I have no problem with the proposal to make identification of nurses, doctors, technicians and all the rest easier. I’m not so sure about the role the policy may play in reducing infection.
The literature on contamination of clothing is clear. I’ve blogged about it before. One can find organisms on ties, lab coats and many other inanimate objects. What has not been proven is that the organisms are causing disease in humans.
An experiment to answer the question would be formidable to undertake. To do it correctly would require a randomized prospective study. Let’s say we wanted to answer this, “Is there an increased incidence of infection in patients cared for by staff who wear scrub suits to and from home? Half of a hospital’s staff would need to be assigned to two groups. In one, staff would wear hospital-issued scrubs not to be worn home versus the other consisting of staff who would wear their own scrubs to and from work.
Here are some of the problems. Uniforms would need to be cultured frequently, perhaps every day. Patients who developed infections would have to be cultured and the organisms grown would need to be compared to those grown from the uniforms. Blinding of the staff would be impossible. The real kicker would be something called “power.” A power analysis would have to be done in order to establish the number of patients needed to avoid what is known as a “Type 2 Error” which is accepting that there is no difference between the two groups when a difference really exists. Since it is likely that the number of infections transmitted via clothing is fairly low if at all, it would take hundreds of patients with infections in each group to make the study valid. Who would fund such as study?

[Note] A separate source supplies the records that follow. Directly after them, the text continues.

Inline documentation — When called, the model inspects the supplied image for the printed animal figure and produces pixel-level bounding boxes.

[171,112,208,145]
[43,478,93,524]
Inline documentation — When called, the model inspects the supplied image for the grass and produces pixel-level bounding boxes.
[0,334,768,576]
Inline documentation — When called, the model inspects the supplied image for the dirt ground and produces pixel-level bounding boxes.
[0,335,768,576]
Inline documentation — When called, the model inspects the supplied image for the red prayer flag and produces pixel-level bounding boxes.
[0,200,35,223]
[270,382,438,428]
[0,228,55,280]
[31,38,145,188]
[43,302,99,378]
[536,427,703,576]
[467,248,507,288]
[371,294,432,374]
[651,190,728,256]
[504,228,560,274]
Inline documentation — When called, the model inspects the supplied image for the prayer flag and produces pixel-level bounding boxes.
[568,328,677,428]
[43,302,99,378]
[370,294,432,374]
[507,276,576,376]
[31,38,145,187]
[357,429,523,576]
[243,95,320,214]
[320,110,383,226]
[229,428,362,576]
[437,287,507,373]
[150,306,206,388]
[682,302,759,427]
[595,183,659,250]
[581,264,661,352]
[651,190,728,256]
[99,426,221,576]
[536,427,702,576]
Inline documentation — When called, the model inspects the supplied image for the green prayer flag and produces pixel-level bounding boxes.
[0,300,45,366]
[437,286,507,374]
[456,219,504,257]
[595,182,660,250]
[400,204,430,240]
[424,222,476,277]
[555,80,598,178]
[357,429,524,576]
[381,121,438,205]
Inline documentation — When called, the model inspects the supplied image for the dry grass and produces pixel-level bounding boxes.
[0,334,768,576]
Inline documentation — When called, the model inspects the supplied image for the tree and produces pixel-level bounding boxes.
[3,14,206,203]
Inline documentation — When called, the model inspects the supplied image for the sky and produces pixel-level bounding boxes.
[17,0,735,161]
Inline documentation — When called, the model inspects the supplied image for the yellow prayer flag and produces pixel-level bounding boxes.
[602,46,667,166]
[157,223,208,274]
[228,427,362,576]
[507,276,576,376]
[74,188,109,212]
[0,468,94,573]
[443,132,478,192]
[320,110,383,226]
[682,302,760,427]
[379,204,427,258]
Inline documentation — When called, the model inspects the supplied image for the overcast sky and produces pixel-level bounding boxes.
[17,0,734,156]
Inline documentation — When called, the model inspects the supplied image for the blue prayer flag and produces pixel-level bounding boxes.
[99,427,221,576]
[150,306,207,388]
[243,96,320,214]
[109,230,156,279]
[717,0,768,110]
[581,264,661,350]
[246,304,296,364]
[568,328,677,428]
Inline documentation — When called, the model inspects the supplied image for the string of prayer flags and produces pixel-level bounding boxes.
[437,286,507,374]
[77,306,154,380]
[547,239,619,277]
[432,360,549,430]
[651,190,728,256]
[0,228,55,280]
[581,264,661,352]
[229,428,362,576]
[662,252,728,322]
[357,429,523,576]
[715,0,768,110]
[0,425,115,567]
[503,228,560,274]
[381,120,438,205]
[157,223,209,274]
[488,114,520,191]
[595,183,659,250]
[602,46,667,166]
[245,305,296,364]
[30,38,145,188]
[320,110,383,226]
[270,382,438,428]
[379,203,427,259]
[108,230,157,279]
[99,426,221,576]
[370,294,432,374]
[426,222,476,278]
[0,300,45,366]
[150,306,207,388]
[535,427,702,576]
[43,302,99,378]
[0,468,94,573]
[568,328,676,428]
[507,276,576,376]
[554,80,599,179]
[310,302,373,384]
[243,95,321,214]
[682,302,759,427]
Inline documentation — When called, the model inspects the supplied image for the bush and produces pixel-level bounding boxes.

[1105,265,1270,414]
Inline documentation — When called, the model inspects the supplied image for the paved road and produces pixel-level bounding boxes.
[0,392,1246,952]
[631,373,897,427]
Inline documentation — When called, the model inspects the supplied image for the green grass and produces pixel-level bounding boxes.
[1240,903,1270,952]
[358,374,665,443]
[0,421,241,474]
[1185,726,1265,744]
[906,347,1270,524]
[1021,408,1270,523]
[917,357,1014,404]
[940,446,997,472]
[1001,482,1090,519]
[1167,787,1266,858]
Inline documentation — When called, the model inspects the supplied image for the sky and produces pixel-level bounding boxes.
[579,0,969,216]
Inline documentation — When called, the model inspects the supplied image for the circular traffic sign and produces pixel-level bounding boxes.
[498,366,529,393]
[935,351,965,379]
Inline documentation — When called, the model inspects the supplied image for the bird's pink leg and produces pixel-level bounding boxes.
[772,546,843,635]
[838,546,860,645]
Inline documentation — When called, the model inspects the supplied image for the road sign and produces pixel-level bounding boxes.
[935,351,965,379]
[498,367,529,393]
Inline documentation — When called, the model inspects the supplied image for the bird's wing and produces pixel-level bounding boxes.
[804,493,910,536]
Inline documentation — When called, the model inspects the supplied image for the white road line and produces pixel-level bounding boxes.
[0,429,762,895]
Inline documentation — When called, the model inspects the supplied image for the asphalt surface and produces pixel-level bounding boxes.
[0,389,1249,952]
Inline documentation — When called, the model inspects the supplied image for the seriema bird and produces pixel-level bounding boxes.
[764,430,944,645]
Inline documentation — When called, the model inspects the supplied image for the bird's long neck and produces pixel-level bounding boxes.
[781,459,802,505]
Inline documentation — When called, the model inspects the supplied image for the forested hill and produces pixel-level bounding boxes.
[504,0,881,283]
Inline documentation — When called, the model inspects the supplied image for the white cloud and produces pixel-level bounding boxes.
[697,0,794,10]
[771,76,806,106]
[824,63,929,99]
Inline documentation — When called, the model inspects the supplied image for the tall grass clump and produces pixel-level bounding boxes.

It isn’t going to happen. And it shouldn’t. The paper about contaminated uniforms that everyone cites (J.A. Wilson, et al. Uniform: an evidence review of the microbiological significance of uniforms and uniform policy in the prevention and control of healthcare-associated infections. Report to the Department of Health (England) J Hosp Infect 2007;66(4):301–07) is yet another example of either misreading the abstract and/or not reading the whole paper. The abstract clearly states, “The hypothesis that uniforms/clothing could be a vehicle for the transmission of infections is not supported by existing evidence.” The paper goes into some detail in explaining that skin flora of the wearer are responsible for many of the contaminants recovered. Skin flora would of course be present whether the wearer dons a hospital-issued or home-based uniform. Much of the paper deals with the laundering of uniforms. The authors concluded that there is no difference between industrial and home laundering in the cleaning of clothing. In 2010, The AMA stated that hand washing was far more important than dithering about uniforms despite the decision of authorities in the UK to mandate short or rolled up sleeves and no ties for doctors. This led to the comic spectacle of a senior orthopedic surgeon throwing the UK Prime Minister out of a hospital room because the PM and his entourage were wearing long sleeves. (It wasn’t so funny when the surgeon was suspended.)
Personally, I don’t care for the way many doctors and nurses dress. I too have problems telling the nurses from the housekeepers. I would welcome a dress code. I now justify not wearing a tie by saying I’m trying to help prevent infections. But in the era of “evidence-based” medicine, I see no proof that a dress code will have any impact on the rate of hospital-acquired infection.